REGENSBURG (David Hein's Eye on the Future) - The World Team has been selected for the 2016 Nike Hoop Summit and the annual showcase is a chance for a few of the players to shine as they look to take the next step in their careers. 

For many of the players, we already know where next year will take them with four players - Andres Feliz, Harry Froling, Justin Jackson and Lauri Markkanen - having already committed to U.S. colleges.

But the future is still very open for a number of the World Team members. Here is a look at a couple of them. 

The biggest name on the whole World Team is probably Thon Maker. By now everyone has developed their opinion of the Sudanese-Australian playing in Canada via the United States. 

Maker has been on the radar of NBA scouts for years now, giving them plenty of time to pick and prod at him. It must be said that he has never ducked from the competition, never shied away and always sought to play against the best.

It's clear that Maker will not be able to go from Canadian high school to the NBA. And now Maker and his caretaker Ed Smith are currently taking in offers from colleges to figure out which school best fits his skill-set and provides him the best competition to refine his game. 
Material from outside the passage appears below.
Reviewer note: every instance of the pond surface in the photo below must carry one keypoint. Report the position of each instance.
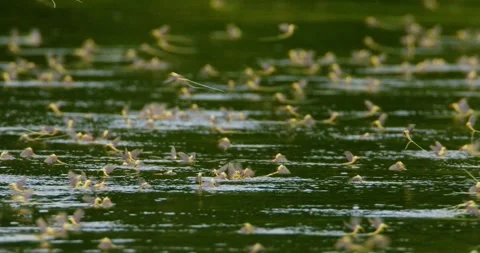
(160, 204)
Maker will be playing in his second Hoop Summit and it will give him a chance to show scouts he can compete at the highest level - just six weeks after being selected to the All-Tournament Team of the Basketball Without Borders Global Camp held in Toronto in mid-February. He also will be looking to make people forget about the subpar showing he had at the 2015 Nike Hoop Summit

Germany's Dennis Schroder played at the 2013 Hoop Summit and his stock shot up after a fantastic performance. He was known a bit in scouting circles beforehand but showed scouts all week in Portland that he could more than handle the high level of competition.

Someone who could have a similar experience is France's Isaia Cordinier, currently playing for French Pro B (second division) side Denain ASC Voltaire. The 1996-born shooting guard jumped onto radars when he averaged 9.7 points, 5.6 rebounds and 2.6 assists for France at the 2014 FIBA U18 European Championship. 

Some NBA scouts have ventured up to Denain in northern France to check out Cordinier in action. But every NBA team will be on hand in Portland for a whole week of getting their eyes on these players. And Cordinier has the chance to shine and improve his stock. DraftExpress currently has him as being selected 27th overall in the 2016 NBA Draft. 

Sticking in Europe with another player, the Hoop Summit will be a good experience for Edin Atic of Bosnia and Herzegovina. The 1997-born talent had an outstanding 2015 FIBA U18 European Championship, leading the Bosnians to their first Semi-Finals of a FIBA competition. That led Atic to inking a six-year deal with Greek club AEK Athens. Things did not really work out for him in Greece though and he was sent back to Spars Sarajevo on loan for the remainder of this season.

Portland will be a chance for Atic to really see where he stands against the best players at his age group and give him a new bit of motivation heading back to Europe. 

The last player I want to look at is Australian point guard William McDowell-White. The 1998-born playmaker shined at the BWB Global Camp in Toronto and will have another chance to showcase his excellent skill-set to scouts in Portland.

McDowell-White has already visited three colleges in the States but could use another strong showing among the elite high school level players to gain interest from bigger U.S. programs.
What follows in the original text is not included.